Estimation and imputation in Probabilistic Principal Component Analysis with Missing Not At Random data
This repository hosts the code to impute containing Missing Not At Random (MNAR) values by assuming a PPCA model and to estimate the PPCA parameters.
There are the following Notebooks:
- Notebook_synteticdata.Rmd for comparing several methods on synthetic data in terms of estimation/imputation.
- Notebook_realdata.Rmd for comparing several methods on real data in terms of imputation (by adding additional MNAR values and computing the prediction error for those values).
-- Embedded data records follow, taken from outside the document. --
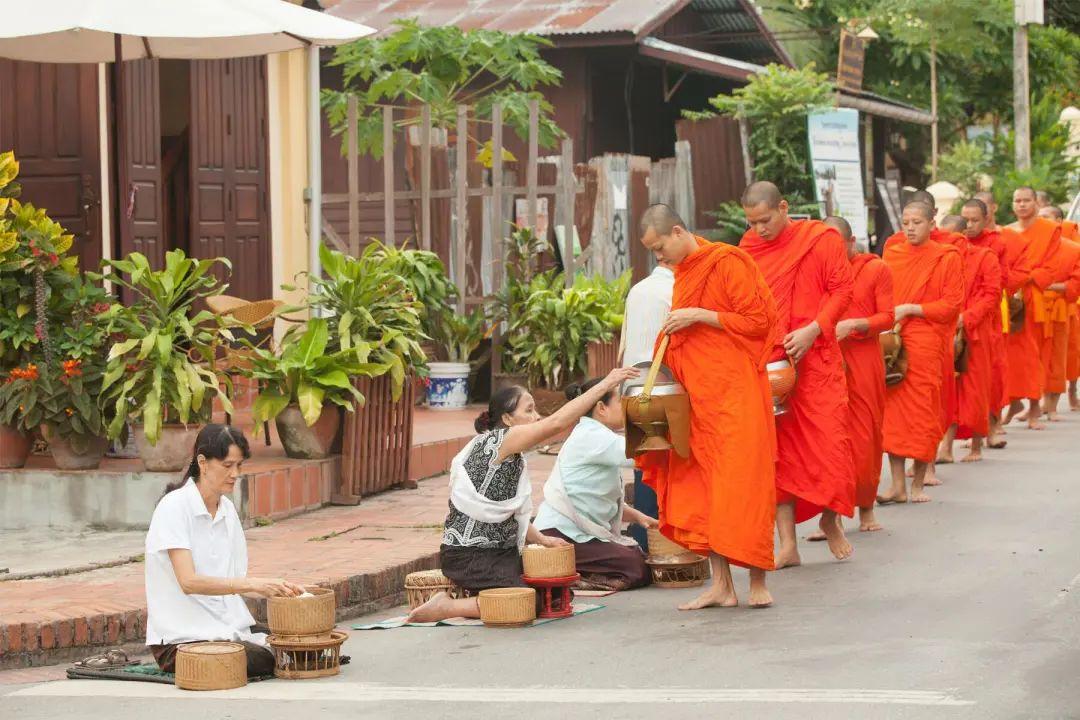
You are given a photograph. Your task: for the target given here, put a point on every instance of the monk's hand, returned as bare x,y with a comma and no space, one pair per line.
797,342
679,320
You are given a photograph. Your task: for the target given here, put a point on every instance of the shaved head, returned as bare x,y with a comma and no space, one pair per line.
661,218
840,225
761,193
954,223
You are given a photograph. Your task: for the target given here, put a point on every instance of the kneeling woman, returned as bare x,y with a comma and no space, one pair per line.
583,499
491,497
197,559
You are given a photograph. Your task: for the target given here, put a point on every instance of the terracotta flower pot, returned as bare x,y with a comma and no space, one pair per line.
173,451
70,453
14,447
304,443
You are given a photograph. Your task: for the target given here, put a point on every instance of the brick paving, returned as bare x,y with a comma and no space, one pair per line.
363,552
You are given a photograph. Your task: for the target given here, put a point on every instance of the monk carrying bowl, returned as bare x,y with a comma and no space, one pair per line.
782,381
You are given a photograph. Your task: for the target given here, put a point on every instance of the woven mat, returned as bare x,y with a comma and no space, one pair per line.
466,622
146,673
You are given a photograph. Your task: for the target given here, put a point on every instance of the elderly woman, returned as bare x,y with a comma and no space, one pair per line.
491,497
583,498
197,559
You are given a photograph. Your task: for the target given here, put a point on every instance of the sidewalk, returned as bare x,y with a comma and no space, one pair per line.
363,552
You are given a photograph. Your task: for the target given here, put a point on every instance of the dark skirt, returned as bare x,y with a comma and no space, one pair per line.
608,566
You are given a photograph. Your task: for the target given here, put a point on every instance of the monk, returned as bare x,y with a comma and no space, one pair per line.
968,409
806,266
1041,240
983,232
720,501
1061,303
928,288
869,314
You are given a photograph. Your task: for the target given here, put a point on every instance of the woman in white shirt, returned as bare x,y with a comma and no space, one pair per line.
197,559
583,499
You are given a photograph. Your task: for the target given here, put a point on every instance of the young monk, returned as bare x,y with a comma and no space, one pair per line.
983,232
969,409
721,500
807,268
928,287
1060,301
869,314
1041,240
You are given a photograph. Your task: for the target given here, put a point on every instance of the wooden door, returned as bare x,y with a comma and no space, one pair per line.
229,203
139,187
49,116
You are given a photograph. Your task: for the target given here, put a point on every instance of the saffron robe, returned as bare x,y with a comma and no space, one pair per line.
808,271
865,371
982,283
1026,374
723,498
1065,265
930,275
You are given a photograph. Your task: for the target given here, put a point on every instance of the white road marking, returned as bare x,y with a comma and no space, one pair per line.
352,692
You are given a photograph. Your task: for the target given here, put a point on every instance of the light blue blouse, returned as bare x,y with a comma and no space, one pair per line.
590,462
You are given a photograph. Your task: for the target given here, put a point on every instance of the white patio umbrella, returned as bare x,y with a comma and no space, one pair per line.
113,30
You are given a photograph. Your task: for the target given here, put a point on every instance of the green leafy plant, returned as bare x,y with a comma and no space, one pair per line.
161,367
366,302
443,67
302,372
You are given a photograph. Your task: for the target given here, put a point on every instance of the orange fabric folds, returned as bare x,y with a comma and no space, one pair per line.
808,270
723,498
930,275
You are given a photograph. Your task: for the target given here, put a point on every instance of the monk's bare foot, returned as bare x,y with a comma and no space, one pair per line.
834,535
433,610
714,597
866,520
892,498
787,558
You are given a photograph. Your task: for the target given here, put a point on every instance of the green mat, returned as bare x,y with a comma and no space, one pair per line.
136,673
390,623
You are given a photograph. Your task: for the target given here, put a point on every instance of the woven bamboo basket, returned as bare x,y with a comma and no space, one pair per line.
678,571
508,607
302,615
540,561
426,584
304,660
211,666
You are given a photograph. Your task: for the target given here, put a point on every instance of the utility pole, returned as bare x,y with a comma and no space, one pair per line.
1027,12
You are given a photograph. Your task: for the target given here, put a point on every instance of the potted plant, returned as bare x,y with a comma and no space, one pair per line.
160,371
304,385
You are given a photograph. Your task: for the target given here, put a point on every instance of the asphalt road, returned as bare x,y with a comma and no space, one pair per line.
962,608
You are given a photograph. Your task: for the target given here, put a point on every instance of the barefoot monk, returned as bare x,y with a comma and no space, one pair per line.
807,267
928,288
720,501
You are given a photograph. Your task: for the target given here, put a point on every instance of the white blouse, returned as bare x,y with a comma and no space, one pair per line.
218,549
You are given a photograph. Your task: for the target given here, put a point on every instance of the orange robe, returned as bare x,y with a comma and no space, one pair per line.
1065,265
1026,374
982,284
930,275
808,271
865,371
723,498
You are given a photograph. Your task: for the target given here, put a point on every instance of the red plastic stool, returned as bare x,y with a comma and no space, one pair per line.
556,595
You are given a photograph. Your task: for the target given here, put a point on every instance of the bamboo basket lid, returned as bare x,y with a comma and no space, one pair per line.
508,607
211,666
539,561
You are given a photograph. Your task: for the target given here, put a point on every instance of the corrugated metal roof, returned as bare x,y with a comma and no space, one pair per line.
548,17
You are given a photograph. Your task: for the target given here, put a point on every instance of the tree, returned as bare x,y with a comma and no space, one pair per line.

The code to reproduce the simulations of the paper is available in:
- Simulations_Toy.R for Figure 2 (simple setting n=1000, p=10, r=2, 7 self-masked MNAR missing variable).
- Simulations_noise.R for Figures 5, 6 and 7 (testing the robustness to the noise).
- Simulations_percentageNA.R for Figure 8 (varying the percentage of missing values).
- Simulations_fixedeffect.R for Figure 9 (misspecification to the PPCA model, by considering a fixed effect model).
- Simulations_misspe_rank.R for Figure 10 (misspecification to the rank).
- Simulations_MNARgeneral.R for Figure 11 (the missing variables are MNAR (and not self-masked MNAR)).
- Simulations_HighDimension.R for Figures 12, 13, 14, 15, 16 and 17 (higher dimension setting, n=1000, p=50).
- Simulations_MNARparam_parallel.R (if Method (iv) MNARparam is compared).